Figure 1 in the Appendix shows the micro F1 for each risk factor for the top 10 submissions. Figures 2 through 7 in the Appendix show the breakdown of the different risk factor indicators by F1, along with the overall scores for each risk factor. We calculated these by evaluating each indicator individually, and then calculating the scores for all indicators for each risk factor combined. The figures show that, with the exception of CAD, most risk factors had significantly more mentions than any other type of indicator, meaning that the overall scores often shadow the mention scores. CAD indicators, on the other hand, were sufficiently varied and numerous to pull the overall score away from the scores for mentions. These trends indicate that in-text diagnoses are by far the most common risk factor indicators, and also that other indicators, such as blood test results, are much more difficult to identify accurately.
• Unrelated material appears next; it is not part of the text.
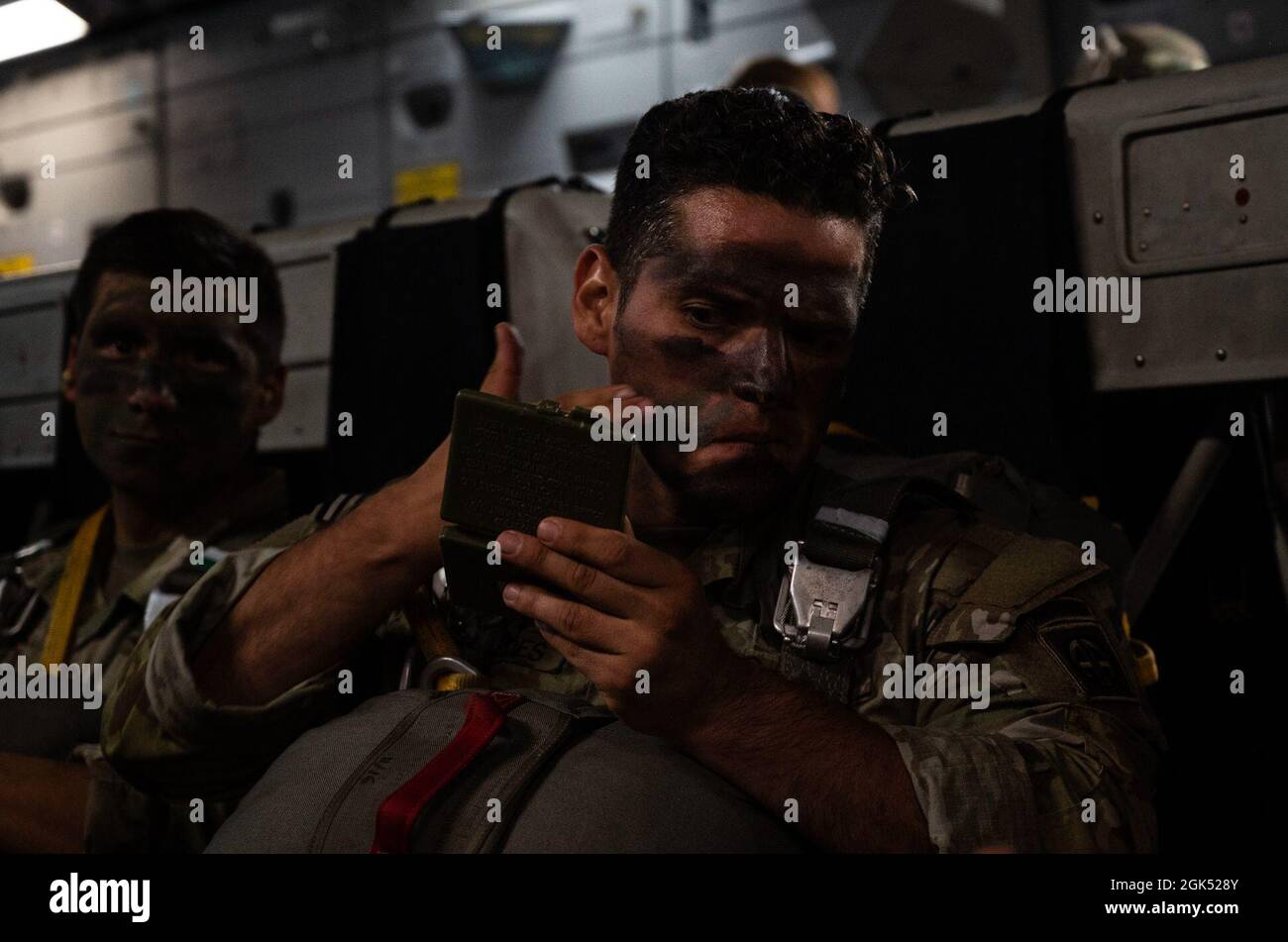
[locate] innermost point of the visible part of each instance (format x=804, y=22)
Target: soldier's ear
x=68, y=378
x=268, y=395
x=593, y=299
Figure 8 in the appendix shows the smoking categories, as well as the overall scores for that risk factor. Like the other risk factors, the overall scores closely mirror the scores for the best-represented category in the corpus, the “Unknown” category. The “Ever” category was the most difficult to identify, with many teams getting 0.

Due to the number of medication categories, we do not have a chart that shows a breakdown of every category, though Table 4 shows that overall, the F1 measures for medications range from 0.8585 to 0.9307.

Table 7 in the appendix shows the exact numbers for Figures 18, for more precise comparisons between teams and risk factors.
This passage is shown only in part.